Woman claims legal aid refused because she received HAP
Court hears woman seeking to bring proceedings against allegedly violent former partner lacks means to pay lawyers
The woman, who cannot be identified, had been in a relationship with the children’s father for many years. Photograph: Bryan O’Brien
A woman seeking to bring family law proceedings against her allegedly violent former partner has launched a High Court challenge over being refused legal aid.
The mother of two young children, who is reliant on social welfare payments, claims her application for legal aid was turned down by the Legal Aid Board because she is in receipt of the Housing Assistance Payment (HAP).
The woman, who cannot be identified, had been in a relationship with the children’s father for many years.
She claims that relationship was marred by domestic violence and eventually broke down, resulting in her having to go to a women’s refuge. She and the children have since moved into rented accommodation.
She wants to bring family law proceedings against her former partner regarding issues over their former home, maintenance and contributions made by her to the household.
The High Court heard she lacks the means to pay lawyers and had applied for legal aid to the board.

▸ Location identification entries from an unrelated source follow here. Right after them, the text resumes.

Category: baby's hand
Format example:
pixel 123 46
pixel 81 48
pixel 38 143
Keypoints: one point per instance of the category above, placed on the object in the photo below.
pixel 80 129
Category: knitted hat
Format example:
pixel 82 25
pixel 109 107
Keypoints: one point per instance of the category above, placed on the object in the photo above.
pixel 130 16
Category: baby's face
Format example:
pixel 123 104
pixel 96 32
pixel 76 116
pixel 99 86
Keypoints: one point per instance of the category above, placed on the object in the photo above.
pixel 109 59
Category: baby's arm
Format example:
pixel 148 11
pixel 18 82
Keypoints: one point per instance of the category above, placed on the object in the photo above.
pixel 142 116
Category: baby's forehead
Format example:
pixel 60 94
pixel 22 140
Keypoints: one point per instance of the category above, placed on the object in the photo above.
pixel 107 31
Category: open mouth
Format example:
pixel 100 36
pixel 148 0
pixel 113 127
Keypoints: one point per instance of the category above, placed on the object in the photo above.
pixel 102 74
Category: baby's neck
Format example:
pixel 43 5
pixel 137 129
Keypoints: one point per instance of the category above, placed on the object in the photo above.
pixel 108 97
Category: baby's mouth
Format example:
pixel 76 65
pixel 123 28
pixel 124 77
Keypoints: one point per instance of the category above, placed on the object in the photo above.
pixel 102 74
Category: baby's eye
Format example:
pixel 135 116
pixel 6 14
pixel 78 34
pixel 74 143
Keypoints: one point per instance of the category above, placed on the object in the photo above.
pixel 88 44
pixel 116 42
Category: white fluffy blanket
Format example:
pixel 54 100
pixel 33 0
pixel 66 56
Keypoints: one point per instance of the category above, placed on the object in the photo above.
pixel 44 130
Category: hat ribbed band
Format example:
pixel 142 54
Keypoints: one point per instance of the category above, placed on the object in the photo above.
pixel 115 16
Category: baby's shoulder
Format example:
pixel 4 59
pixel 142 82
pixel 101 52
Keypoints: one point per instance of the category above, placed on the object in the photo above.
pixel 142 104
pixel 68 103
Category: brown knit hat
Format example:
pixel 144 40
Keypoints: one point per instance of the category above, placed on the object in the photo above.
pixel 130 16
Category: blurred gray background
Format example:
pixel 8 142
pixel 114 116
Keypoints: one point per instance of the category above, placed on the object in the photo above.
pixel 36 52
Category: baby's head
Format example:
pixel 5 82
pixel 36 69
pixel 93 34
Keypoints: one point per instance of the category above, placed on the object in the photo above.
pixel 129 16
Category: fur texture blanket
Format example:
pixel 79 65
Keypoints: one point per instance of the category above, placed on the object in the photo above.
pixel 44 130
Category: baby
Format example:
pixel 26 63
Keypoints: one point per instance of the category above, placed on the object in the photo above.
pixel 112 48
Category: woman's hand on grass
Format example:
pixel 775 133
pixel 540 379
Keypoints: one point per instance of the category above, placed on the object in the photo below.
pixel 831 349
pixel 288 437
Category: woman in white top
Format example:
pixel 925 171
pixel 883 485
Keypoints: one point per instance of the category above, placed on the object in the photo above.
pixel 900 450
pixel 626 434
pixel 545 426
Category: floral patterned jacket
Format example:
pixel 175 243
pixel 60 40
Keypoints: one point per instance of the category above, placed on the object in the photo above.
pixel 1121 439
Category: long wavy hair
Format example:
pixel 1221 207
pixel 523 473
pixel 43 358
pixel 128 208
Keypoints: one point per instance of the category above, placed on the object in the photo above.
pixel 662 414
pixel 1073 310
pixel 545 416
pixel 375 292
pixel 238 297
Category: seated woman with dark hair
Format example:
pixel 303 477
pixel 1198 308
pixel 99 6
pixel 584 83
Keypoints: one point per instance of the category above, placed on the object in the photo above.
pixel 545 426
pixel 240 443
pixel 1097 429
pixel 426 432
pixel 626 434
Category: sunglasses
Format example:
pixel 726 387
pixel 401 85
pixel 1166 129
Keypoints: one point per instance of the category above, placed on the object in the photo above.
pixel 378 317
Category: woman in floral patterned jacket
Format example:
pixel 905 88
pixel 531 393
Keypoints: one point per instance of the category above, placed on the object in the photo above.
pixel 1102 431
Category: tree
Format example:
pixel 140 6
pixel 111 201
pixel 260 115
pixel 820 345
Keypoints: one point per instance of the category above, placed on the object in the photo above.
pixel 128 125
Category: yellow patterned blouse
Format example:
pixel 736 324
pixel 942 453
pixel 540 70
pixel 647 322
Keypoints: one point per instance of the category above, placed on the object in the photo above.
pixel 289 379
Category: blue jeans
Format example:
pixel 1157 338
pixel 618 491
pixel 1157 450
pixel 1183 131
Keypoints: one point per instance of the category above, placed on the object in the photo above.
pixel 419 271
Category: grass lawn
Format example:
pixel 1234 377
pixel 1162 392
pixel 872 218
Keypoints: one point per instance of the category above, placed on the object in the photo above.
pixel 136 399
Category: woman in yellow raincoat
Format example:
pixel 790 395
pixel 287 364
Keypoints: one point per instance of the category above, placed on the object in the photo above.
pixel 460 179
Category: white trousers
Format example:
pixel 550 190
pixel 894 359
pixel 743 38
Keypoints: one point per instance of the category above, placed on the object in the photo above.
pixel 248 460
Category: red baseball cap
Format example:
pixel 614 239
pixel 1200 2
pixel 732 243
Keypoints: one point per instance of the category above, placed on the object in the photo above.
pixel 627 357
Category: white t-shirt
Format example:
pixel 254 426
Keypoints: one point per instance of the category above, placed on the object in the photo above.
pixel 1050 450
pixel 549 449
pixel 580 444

She claims, when assessing her application, the board included her HAP payment as income which put her above the financial threshold for legal aid and her application was refused.

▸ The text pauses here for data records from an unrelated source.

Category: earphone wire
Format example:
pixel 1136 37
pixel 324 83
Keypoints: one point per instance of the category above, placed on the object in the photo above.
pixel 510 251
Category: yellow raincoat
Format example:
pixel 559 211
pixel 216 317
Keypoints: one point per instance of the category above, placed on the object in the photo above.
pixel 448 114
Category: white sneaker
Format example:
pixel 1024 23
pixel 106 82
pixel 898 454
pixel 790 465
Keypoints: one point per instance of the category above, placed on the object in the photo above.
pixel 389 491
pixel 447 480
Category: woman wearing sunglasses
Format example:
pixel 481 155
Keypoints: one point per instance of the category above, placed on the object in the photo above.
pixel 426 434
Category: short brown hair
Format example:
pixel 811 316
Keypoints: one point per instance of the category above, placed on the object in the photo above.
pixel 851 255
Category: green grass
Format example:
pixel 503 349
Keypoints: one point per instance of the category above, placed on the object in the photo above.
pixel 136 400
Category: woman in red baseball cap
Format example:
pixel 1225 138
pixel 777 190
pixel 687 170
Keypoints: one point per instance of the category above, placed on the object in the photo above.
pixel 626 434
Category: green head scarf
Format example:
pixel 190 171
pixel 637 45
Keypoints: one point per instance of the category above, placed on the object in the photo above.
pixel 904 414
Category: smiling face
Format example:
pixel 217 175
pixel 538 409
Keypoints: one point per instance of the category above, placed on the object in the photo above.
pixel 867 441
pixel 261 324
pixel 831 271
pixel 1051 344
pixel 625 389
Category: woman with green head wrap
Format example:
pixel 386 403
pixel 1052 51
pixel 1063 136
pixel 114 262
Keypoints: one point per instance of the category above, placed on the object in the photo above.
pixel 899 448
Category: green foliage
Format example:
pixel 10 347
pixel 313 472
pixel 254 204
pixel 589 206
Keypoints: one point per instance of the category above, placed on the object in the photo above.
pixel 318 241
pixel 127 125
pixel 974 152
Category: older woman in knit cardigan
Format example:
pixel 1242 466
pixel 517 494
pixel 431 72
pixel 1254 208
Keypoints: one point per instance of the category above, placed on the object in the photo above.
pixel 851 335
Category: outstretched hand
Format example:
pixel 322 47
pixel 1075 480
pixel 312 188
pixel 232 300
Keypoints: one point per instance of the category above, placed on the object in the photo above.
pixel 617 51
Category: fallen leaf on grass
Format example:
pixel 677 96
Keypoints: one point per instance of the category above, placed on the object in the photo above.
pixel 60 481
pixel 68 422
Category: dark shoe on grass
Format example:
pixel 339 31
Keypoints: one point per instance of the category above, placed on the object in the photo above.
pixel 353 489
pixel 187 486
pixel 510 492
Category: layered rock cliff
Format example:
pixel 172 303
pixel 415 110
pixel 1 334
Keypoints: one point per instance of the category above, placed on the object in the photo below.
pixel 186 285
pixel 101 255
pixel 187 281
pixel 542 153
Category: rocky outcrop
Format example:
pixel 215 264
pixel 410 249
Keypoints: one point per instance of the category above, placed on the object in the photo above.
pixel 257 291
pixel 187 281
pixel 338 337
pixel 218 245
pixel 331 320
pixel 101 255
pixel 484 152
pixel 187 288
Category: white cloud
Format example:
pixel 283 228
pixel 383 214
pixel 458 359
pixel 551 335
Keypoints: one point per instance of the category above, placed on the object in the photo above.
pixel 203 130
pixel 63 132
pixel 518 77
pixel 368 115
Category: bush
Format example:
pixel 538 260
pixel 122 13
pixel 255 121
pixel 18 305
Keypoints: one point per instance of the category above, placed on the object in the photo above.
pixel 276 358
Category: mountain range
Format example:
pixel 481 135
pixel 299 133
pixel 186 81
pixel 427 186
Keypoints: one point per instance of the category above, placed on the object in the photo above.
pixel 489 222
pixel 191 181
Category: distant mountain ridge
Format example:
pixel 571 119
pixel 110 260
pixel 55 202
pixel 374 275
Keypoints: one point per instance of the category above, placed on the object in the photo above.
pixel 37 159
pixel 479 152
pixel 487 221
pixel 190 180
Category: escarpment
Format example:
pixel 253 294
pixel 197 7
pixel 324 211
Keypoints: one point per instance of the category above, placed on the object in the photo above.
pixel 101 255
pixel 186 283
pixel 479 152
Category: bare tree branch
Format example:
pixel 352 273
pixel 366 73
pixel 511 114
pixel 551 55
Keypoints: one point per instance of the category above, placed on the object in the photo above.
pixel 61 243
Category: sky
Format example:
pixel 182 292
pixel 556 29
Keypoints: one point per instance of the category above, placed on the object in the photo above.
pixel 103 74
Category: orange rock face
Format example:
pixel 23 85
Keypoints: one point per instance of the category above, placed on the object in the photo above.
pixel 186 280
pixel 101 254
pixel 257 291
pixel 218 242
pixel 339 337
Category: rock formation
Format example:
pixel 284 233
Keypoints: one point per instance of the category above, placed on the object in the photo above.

The refusal was confirmed following an internal appeal last October. She claims the decision is wrong and breaches her rights.
The board, it is claimed, failed to take into account that she lacks the means to meet the cost of litigation against her former partner.
It also failed to have regard to the fact the HAP is paid to the landlord, not the applicant, and is a form of social housing support, not income, she claims.
The HAP is not a benefit in kind, or partly free board, and is only made to those unable to provide accommodation from their own means, it is claimed.
In judicial review proceedings against the Legal Aid Board, the woman seeks various orders, including quashing the board’s refusal of her application for legal aid and directing it to reconsider her application.
It is argued the refusal was unreasonable, was based on an error of law and irrelevant considerations, and constitutes a breach of the board’s statutory obligations. The Minister for Justice is a notice party to the action.
Permission to bring the case was granted this week, on an ex-parte basis, by Mr Justice Charles Meenan. The matter was returned to March.